Sungai Barito telah lama menjadi nadi kehidupan. Kini, ia kembali berdenyut lebih kencang tak hanya sebagai jalur ekonomi, tapi juga ruang rekreasi, edukasi, dan penghubung antarbudaya.
Setiap senja yang jatuh di atas Barito kini punya cerita baru. KLM Wisata Pinisi hadir sebagai pengingat bahwa wisata tak selalu harus mewah, asal ia mampu menyentuh rasa.
Ia bukan sekadar kapal, tapi perjalanan melintasi waktu, menyatu dalam budaya, dan berlayar menuju masa depan.
Dan saat layar segitiga itu kembali mengembang, kita tahu yang dibawanya bukan hanya penumpang, tapi juga harapan bahwa pariwisata sungai Banua tak sekadar bisa bertahan, tapi tumbuh menjadi ikon yang menyentuh hati dan membanggakan daerah.
Menikmati pemandangan dari kapal pinisi di Sungai Barito bisa menjadi pengalaman yang sangat memukau, apalagi dengan keindahan alam Kalimantan yang masih asri dan budaya lokal yang khas. Berikut tips untuk menikmati pengalaman itu secara maksimal :
Pilih waktu yang tepat, yakni pagi hari untuk udara segar dan melihat aktivitas warga lokal di tepi sungai dan senja waktu terbaik untuk menikmati matahari terbenam di atas sungai. Cahaya keemasan akan memantul di permukaan air sangat fotogenik.

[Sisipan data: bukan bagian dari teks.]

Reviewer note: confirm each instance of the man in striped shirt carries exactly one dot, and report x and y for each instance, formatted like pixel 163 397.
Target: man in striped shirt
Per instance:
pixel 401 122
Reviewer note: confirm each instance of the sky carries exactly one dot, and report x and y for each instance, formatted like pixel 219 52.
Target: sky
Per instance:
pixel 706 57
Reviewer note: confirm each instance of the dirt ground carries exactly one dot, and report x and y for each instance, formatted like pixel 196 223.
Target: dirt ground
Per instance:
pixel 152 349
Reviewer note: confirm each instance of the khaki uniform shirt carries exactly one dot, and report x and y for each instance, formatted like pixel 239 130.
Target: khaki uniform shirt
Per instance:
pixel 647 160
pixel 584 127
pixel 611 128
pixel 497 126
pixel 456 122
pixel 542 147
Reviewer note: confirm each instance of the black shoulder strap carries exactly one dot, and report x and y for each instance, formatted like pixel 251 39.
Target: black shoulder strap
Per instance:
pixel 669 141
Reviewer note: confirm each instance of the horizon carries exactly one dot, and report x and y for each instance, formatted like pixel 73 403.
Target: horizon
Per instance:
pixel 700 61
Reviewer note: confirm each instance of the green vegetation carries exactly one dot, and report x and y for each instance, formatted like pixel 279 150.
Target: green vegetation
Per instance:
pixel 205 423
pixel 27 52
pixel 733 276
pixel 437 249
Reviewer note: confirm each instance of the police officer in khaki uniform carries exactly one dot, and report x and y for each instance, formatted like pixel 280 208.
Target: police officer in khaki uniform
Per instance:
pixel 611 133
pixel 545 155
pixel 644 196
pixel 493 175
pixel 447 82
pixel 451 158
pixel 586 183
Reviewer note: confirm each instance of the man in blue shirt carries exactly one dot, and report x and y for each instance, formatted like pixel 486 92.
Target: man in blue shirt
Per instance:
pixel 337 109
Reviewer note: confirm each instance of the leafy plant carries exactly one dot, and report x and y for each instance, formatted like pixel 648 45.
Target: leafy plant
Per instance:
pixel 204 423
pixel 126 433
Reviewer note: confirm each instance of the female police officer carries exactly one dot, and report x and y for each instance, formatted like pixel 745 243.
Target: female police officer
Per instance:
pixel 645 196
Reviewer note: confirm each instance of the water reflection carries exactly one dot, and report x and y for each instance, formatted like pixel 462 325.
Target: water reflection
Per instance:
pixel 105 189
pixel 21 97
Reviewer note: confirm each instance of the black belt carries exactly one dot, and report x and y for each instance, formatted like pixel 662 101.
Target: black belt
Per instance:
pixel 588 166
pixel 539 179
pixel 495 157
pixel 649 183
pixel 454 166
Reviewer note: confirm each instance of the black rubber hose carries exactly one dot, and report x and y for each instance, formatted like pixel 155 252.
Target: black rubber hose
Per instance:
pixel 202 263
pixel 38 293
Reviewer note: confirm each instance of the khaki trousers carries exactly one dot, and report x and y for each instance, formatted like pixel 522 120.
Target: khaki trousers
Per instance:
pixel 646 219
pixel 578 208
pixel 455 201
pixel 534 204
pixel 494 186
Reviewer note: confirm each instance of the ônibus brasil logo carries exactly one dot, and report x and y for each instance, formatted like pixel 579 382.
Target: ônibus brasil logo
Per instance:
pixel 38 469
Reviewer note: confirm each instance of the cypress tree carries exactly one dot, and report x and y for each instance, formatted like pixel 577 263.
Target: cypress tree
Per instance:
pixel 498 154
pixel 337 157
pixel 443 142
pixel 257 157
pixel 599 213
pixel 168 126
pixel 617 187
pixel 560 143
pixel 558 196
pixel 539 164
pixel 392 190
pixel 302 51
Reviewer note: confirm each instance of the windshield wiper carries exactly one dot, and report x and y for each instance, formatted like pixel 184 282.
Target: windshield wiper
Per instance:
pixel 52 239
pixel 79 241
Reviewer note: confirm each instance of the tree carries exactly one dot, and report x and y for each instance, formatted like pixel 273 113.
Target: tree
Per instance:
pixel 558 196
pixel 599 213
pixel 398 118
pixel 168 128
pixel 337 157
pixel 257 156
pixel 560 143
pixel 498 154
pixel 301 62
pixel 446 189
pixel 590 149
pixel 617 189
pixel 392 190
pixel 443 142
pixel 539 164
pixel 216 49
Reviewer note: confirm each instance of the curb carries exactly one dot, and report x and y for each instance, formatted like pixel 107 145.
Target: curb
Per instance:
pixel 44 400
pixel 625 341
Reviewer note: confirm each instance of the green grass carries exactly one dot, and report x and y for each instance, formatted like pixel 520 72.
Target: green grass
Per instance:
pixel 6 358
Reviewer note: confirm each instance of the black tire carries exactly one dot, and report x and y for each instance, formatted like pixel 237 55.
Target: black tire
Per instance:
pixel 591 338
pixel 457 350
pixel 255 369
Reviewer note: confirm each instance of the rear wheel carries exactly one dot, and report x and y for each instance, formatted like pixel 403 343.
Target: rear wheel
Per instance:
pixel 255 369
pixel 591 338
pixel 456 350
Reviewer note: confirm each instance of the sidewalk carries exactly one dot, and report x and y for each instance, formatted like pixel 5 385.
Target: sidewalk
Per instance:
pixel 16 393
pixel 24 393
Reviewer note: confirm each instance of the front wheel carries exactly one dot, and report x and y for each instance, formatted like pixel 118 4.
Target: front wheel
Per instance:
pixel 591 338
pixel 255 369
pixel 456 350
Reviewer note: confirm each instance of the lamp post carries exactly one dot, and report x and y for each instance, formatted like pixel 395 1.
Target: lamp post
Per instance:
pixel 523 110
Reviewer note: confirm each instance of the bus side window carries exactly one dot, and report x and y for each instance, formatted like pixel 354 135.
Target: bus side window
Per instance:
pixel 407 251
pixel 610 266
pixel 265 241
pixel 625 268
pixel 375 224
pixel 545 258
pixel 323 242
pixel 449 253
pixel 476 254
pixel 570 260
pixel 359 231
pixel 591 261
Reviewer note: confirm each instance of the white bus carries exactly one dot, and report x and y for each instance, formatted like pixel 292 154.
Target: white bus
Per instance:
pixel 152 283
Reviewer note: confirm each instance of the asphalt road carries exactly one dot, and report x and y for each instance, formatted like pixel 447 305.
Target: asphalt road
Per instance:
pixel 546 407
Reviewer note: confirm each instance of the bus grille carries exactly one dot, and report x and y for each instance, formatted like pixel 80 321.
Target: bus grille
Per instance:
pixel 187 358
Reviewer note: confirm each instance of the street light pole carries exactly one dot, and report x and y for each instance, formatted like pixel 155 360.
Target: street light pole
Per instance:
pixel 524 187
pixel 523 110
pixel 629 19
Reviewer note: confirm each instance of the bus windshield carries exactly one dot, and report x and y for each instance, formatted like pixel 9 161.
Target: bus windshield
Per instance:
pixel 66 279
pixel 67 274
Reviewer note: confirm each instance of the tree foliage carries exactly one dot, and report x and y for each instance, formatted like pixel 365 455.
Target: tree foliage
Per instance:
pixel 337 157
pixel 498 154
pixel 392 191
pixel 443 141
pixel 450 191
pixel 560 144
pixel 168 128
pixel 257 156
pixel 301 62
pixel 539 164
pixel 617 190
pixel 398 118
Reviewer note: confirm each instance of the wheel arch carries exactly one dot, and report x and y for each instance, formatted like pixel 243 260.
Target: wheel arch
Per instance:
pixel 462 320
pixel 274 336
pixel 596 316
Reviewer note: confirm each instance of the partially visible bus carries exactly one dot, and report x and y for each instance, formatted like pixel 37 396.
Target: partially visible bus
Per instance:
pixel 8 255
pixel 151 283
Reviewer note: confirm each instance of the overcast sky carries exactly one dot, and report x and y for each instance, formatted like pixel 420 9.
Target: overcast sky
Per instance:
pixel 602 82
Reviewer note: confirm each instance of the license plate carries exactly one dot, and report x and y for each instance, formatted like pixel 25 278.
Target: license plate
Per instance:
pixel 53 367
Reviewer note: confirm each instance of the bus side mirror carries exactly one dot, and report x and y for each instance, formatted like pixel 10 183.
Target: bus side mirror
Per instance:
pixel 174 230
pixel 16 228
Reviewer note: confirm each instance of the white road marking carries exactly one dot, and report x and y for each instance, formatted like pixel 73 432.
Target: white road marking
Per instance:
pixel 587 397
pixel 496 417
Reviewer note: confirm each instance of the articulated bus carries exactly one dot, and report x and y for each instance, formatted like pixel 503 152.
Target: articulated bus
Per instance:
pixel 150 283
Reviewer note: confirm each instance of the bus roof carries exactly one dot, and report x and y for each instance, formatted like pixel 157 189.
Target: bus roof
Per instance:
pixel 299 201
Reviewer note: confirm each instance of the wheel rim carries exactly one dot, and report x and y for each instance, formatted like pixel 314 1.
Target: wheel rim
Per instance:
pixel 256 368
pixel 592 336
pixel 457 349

Bawa kamera atau ponsel dengan kamera bagus karena banyak spot menarik seperti rumah lanting (rumah terapung khas Kalimantan), aktivitas perahu kecil warga, pemandangan hutan tropis di tepi sungai, satwa liar seperti burung, biawak, atau bahkan bekantan jika beruntung.(lokalhits)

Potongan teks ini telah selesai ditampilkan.